A few more musings on Ron (and Rand!) Paul's claim that the Civil Rights Act has made him less free and an oppressed victim of big government because he cannot call the police to remove and arrest for trespass Black people who come to eat at the lunch counter he owns...
Before there were police forces so that you could run to the government to get it to evict trespassers from your land and recover your stolen stuff, there was... seisin: had you actually ploughed the land and reaped the harvest, protected the villages from Irish or Viking raiders, administered justice--or had others done so, or had the jobs been left undone? if you weren't man enough to do the job, it wasn't yours...

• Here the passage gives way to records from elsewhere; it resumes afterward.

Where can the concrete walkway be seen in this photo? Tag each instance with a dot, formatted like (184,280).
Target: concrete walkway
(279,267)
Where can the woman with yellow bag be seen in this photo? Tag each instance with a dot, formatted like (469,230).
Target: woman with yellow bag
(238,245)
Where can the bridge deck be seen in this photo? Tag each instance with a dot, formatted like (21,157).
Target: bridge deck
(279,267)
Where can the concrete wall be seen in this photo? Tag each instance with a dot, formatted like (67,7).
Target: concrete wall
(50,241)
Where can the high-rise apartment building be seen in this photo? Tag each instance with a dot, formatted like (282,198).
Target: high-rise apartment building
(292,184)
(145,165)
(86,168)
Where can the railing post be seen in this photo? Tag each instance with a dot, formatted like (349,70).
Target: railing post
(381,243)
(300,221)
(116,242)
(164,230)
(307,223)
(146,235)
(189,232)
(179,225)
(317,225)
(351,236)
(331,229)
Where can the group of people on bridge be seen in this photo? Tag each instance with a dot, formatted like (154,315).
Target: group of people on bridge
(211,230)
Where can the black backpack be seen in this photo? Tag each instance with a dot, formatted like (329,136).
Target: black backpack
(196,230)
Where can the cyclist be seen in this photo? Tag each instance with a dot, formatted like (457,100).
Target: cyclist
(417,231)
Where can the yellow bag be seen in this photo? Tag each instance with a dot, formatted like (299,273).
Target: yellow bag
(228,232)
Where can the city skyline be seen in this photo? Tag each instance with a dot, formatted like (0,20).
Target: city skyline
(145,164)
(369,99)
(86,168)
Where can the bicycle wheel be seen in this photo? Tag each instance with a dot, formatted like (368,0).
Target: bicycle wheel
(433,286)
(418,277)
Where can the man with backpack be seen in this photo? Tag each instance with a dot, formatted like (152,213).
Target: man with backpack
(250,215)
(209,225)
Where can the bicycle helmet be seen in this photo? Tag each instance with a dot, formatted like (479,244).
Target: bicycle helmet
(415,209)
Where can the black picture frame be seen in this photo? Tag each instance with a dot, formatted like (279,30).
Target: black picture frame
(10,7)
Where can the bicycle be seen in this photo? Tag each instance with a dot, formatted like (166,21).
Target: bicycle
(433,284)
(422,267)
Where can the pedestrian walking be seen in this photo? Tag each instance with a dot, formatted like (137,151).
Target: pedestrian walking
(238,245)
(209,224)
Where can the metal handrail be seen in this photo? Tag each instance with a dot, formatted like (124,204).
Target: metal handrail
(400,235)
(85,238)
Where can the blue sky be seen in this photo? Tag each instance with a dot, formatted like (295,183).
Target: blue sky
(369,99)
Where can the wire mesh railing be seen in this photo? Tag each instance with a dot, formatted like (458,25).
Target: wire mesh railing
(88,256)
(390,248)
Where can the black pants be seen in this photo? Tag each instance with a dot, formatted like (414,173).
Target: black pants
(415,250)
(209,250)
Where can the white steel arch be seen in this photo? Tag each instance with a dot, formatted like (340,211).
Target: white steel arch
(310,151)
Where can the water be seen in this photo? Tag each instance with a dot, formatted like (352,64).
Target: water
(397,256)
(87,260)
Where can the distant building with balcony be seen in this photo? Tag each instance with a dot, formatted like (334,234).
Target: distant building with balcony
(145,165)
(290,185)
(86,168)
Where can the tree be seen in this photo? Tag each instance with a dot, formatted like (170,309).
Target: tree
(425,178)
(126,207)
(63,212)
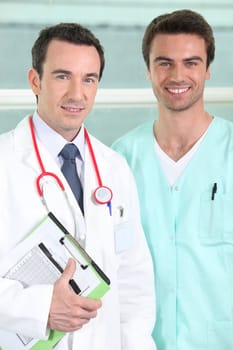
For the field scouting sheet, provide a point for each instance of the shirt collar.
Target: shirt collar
(53, 141)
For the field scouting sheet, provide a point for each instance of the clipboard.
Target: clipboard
(43, 256)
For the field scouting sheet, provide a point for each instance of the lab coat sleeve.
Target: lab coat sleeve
(136, 279)
(25, 310)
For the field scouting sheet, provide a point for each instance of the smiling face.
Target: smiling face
(68, 86)
(177, 70)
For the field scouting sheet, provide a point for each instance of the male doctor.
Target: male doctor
(68, 62)
(185, 182)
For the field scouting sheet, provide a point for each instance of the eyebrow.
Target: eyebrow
(64, 71)
(164, 58)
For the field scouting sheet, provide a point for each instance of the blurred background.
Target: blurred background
(125, 99)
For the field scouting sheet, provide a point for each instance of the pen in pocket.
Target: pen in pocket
(214, 191)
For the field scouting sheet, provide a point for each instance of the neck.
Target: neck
(176, 133)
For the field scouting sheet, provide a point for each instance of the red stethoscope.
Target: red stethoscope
(102, 194)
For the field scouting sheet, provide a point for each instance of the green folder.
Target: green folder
(53, 229)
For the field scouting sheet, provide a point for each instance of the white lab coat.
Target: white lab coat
(115, 242)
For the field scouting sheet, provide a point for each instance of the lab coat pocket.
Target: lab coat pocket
(220, 336)
(122, 231)
(216, 219)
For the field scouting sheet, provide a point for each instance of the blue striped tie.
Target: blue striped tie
(69, 153)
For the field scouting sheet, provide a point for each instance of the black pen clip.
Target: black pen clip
(214, 191)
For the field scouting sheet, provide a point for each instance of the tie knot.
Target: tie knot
(69, 151)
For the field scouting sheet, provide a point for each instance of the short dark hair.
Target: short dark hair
(69, 32)
(178, 22)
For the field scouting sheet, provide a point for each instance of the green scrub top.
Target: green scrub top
(189, 229)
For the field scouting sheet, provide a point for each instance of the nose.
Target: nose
(178, 72)
(76, 90)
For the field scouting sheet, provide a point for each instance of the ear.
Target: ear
(207, 77)
(148, 75)
(34, 81)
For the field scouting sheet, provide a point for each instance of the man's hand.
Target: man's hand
(69, 311)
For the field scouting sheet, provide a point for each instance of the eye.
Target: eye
(62, 77)
(164, 64)
(191, 63)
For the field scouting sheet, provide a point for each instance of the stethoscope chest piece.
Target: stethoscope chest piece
(103, 195)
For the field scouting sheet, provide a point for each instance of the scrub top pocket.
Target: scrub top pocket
(216, 218)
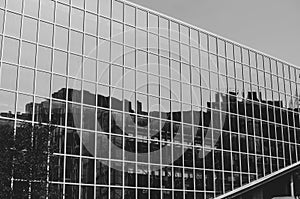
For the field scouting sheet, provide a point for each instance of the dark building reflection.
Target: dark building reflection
(230, 141)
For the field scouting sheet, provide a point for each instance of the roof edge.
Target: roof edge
(208, 32)
(261, 181)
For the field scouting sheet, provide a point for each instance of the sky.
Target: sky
(270, 26)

Marc Bloch, Feudal Society:
It is very rare, during the whole of the feudal era, for anyone to speak of ownership, either of an estate or of an office, much rarer still--never, perhaps, except in Italy--for a lawsuit to turn on such ownership. What the parties claim is almost invariably 'seisin'.... What then was this famous seisin? It was not exactly possession... [rather] possession made venerable by the lapse of time. Two litigants go to law... that one will succeed who is able to prove that he ploughed the land or administered justice during previous years or, better still, that his ancestors before him did so... [for] 'the memory of men, as long as it extends'. Title-deeds were hardly ever produced save to assist memory, and if they proved that a transfer had taken place it was merely a transfer of seisin...
I can see Ron Paul rightly claiming that it is an infringement on his liberty for the government to poke its nose into what he does with and on the land of which he has been rightly enfeoffed by King Stephen of Blois, and on which he holds seisin and administers the low, the middle, and the high justice after the manner of Earl Richard "Strongbow" of Pembroke.